If I tell you to measure $Z_{q0}$, I am telling you to measure qubit $q0$ in the computational basis (i.e. in the usual way, i.e. whether the qubit is $|0\rangle$ or $|1\rangle$).

If I tell you to measure $X_{q0}$, I am telling you to measure qubit $q0$ in the X basis (i.e. whether the qubit is $|+\rangle$ or $|-\rangle$). Typically you would do this by applying a Hadamard operation to $q0$ before applying the usual measurement operation.

If I tell you to measure $Z_{q0} Z_{q1}$, I am telling you to measure the parity of qubit $q0$ and qubit $q1$ in the computational basis (i.e. whether they are the same or different, i.e. whether you are in the $01$ and $10$ subspace or in the $00$ and $11$ subspace). Typically you would do this by applying a CNOT operation from $q0$ to an ancilla, and then from $q1$ to an ancilla, then measuring the ancilla. If you don't need to continue the circuit or measure other observables, you would instead just measure $Z_{q0}$ and also measure $Z_{q1}$ and check if they were the same using classical postprocessing.

If I tell you to measure $X_{q0} X_{q1}$, I am telling you to measure the parity between qubit $q0$ and $q1$ in the X basis.

If I ask for the expectation value of an observable, then I want you to run the circuit many times, measuring that observable at the end of the circuit each time, and tell me the average of the results.

So passing $X_{q0} X_{q1}$ into the method you are talking about doesn't put $X$ operations at the end of the circuit... it actually puts Hadamard and measurement operations at the end of the circuit, runs the circuit many times, and reports how frequently those two measurements differ from each other.

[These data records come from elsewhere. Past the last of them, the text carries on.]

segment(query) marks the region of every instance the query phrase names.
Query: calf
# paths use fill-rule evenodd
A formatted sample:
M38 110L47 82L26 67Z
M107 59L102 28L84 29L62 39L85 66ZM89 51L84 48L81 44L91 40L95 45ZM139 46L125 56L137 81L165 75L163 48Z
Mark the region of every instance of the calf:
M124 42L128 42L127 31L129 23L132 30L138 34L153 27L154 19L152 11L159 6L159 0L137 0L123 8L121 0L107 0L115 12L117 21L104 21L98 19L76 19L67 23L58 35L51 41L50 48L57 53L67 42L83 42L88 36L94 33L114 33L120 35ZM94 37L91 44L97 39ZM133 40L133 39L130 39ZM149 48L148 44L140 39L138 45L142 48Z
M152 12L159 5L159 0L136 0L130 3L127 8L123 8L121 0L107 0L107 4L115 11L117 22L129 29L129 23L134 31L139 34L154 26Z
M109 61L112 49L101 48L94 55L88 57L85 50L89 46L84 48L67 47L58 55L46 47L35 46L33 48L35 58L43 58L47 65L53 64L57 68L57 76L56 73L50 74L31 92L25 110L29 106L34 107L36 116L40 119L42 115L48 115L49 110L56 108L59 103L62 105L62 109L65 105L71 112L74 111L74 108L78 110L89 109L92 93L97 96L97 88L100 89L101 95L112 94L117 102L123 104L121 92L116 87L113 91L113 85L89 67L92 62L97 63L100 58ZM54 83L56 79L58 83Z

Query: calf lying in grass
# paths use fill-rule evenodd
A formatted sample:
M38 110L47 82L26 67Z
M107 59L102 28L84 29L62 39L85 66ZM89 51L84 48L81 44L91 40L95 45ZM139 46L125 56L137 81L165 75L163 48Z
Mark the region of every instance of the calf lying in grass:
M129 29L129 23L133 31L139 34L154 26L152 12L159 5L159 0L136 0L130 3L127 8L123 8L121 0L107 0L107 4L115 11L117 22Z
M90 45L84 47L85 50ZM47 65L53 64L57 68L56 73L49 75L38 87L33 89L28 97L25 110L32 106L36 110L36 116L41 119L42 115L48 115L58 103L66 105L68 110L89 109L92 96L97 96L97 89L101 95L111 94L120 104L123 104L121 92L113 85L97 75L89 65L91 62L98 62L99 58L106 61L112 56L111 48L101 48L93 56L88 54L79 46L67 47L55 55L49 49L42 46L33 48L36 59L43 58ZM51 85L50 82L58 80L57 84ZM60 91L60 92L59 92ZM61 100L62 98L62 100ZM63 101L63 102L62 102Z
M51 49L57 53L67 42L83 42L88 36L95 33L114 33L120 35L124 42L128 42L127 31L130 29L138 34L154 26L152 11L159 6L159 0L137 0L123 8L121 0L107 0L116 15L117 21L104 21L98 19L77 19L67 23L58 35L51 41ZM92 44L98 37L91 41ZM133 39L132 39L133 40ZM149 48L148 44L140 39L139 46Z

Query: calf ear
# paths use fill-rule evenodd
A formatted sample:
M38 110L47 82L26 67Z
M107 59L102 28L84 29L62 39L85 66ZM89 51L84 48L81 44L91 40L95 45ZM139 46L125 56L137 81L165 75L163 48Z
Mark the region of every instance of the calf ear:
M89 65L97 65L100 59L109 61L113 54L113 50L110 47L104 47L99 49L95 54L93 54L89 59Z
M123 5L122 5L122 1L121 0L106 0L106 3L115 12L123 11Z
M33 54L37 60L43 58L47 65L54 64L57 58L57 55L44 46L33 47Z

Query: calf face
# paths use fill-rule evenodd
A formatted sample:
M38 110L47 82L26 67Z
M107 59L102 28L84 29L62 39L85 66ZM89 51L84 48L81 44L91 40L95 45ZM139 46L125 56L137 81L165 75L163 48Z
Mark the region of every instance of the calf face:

The reason we refer to observables in this product-of-operations way is because one way to measure an observable is to perform those operations, but controlled on an ancilla in the $|+\rangle$ state. This flips the ancilla to the $|-\rangle$ state via phase kickback, if the system state is in the -1 eigenspace of the product-of-operations. There are also a lot of other nice things about thinking about measurements in this way, e.g. it is the basis of the stabilizer formalism which allows Clifford circuits to be simulated efficiently.